Yang satu dengan tubuh besar, kulit putih, dan kumis tipis yang sedikit lebat. Yang satu sedang di gendong di atas pundak pria tadi dengan senyum mengembang dan topi yang sedikit miring.

"Ayah. Kak Ricky. Lili kangen. Maaf, ini semua karna Lili. Kalau aja Lili gk minta lihat matahari, kalian gak mungkin pergi. Lili minta maaf ayah. Kak Ricky, sekarang nenek benci sama Lili. Nenek cuma sayang sama kak Ricky. Karna Lili, nenek kehilangan kak Ricky. Maaf."

Lili menangis, tapi dia menahan suaranya. Dia tidak ingin Ajeng dengar. Dia hanya akan menyimpan kesedihannya ini sendirian.

"Maaf."

Lili memeluk foto itu dan berjalan menuju sofa di pojok kamar. Dia tidur meringkuk tanpa melepas foto tersebut.

Lili yakin, matanya sudah bengkak. Dan dia akan menghindar kalau ada yang ingin menemuinya.

Dia tersenyum kecut. Siapa yang akan menemuinya selain Ajeng dan Agam?

"Aku gak boleh ketemu Agam dulu. Entar dia malah tanya-tanya aku ini kenapa." Gumam Lili.

Lili terdiam.

"Ngapain aku mikirin Agam. Dia gak mungkin nyariin aku. Geer banget kamu Lili." Lili bermonolog.

Dia bahkan tidak sadar kalau foto ayah dan kakaknya itu sudah tidak ada di tangannya lagi.

"Tapi, setiap malam Agam selalu dateng. Bisa aja nanti dia dateng lagi."

Lili menghela nafas gusar. Sebelum dia terjingkat kaget karna mendengar seseorang berbicara.

"Iya, gue dateng lagi."

Lili menoleh ke arah pintu. Dan terdapat Agam dengan senyum mengejek memandang Lili.

"Sejak kapan kamu disitu?"  Tanya Lili pelan.

"Sejak lo mikir gue bakal dateng lagi. Mungkin." Jawab Agam.

"Ayo turun. Nyokap lo nyuruh lo makan." Ajak Lili.

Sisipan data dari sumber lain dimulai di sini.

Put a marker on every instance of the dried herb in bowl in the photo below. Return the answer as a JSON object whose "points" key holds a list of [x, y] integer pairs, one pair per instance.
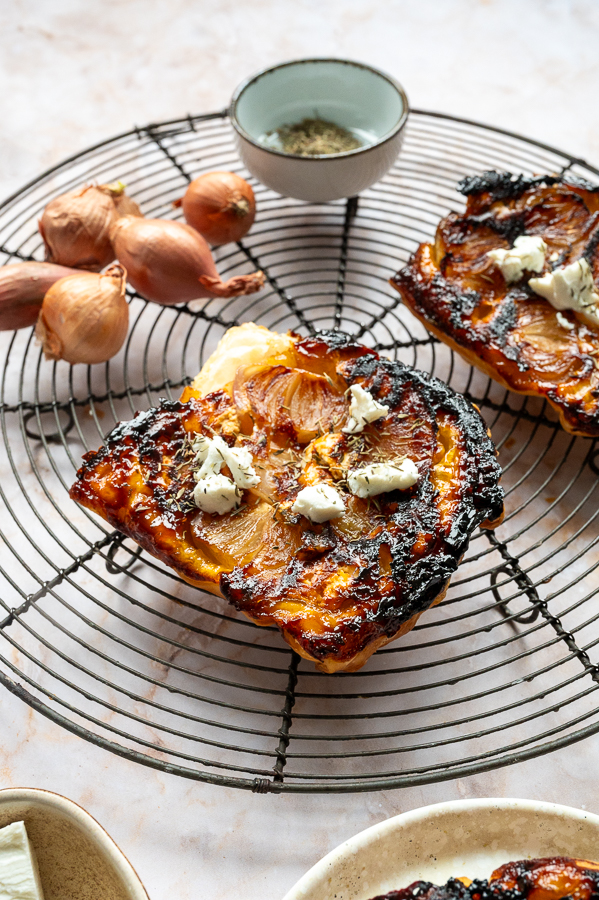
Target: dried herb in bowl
{"points": [[316, 137]]}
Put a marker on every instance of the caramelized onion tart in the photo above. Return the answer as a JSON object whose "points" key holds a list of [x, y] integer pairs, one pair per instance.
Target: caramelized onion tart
{"points": [[553, 878], [505, 327], [337, 589]]}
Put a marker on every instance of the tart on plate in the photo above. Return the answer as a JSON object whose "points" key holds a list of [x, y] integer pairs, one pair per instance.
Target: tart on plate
{"points": [[554, 878], [510, 284], [314, 484]]}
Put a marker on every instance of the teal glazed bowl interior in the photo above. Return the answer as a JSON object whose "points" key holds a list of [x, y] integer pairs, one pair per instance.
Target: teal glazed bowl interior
{"points": [[367, 102]]}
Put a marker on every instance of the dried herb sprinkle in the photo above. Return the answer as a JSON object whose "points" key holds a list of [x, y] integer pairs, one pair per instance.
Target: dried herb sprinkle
{"points": [[315, 137]]}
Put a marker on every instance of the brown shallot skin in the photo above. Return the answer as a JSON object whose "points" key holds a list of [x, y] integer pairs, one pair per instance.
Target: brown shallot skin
{"points": [[22, 289], [85, 317], [169, 262], [75, 227], [220, 205]]}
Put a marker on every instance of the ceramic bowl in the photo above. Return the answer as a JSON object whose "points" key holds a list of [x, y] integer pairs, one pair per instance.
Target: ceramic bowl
{"points": [[76, 857], [464, 837], [350, 94]]}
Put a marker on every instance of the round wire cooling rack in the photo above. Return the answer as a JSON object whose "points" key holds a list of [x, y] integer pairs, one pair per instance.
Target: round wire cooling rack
{"points": [[102, 639]]}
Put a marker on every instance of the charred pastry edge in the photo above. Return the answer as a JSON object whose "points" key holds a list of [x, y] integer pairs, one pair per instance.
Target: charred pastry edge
{"points": [[481, 504], [510, 186], [408, 282], [458, 888]]}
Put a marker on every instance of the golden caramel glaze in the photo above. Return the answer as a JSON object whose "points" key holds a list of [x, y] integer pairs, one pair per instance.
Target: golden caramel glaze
{"points": [[555, 878], [549, 879], [339, 590], [507, 330]]}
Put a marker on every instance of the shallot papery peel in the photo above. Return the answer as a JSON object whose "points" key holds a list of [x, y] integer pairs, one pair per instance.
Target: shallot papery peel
{"points": [[169, 262], [75, 227], [22, 289]]}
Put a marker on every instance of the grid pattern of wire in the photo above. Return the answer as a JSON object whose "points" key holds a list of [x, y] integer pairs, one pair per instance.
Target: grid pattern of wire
{"points": [[107, 642]]}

Lili mengangguk dan berjalan beriringan bersama Agam menuju ruang makan.

"Kamu ngapain disini?" Tanya Lili.

"Numpang makan." Jawab Agam cepat.

Lili menatap Agam bingung. Lili duduk dan Agam ikut duduk di sebelahnya. Lili menyerngit bingung.

"Ibu, kok tumben masaknya banyak banget?" Tanya Lili.